Useful expressions in igraph

  1. V(dataset) = returns all vertices

  2. V(dataset)[#, #:#] = shows vertices in the specified positions

  3. V(dataset)[degree(dataset) < #] = finds vertices satisfying the specified condition

  4. V(dataset)[nei(‘vertex name’)] = shows vertex neighbors

  5. V(dataset)[‘vertex name’, ‘vertex name’] = selects given vertices

  6. E(dataset) = returns all edges

  7. E(dataset)[vertexset %–% vertexset] = shows all edges between two vertex sets


#install.packages c ("igraph", "reshape2", "ggplot2", "raster")

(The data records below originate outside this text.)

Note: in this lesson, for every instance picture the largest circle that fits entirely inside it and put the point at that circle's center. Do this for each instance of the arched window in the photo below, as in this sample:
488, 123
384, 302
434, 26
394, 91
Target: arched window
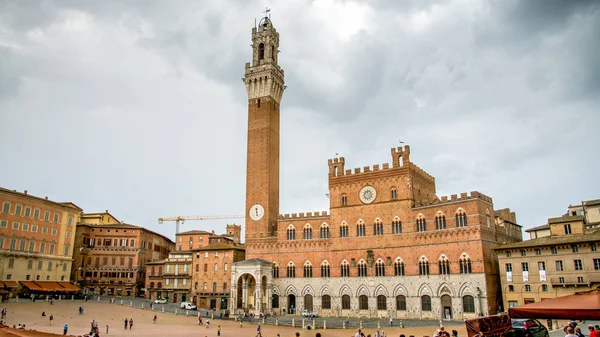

library(igraph) #to start we will just explore the igraph package
## 
## Attaching package: 'igraph'
## The following objects are masked from 'package:stats':
## 
##     decompose, spectrum
## The following object is masked from 'package:base':
## 
##     union

igraph in R demonstration


First lets create a basic network and visualize it to understand the vertices and edges

For the igraph demonstration we will first create our own data


graph1 <- graph (edges = c(1,2, 2,3, 3,4, 4,5, 1,5), n = 5) #Assign edges and number of vertices

plot(graph1) #Plot the network


Now lets take our first graph and add more edges


graph1 <- graph(edges = c(1,2, 2,3, 3,4, 4,5, 1,5, 2,4, 3,5, 5,2, 1,4, 2,4, 3,1), n =5)

plot(graph1)


Is this network directed or undirected? Why?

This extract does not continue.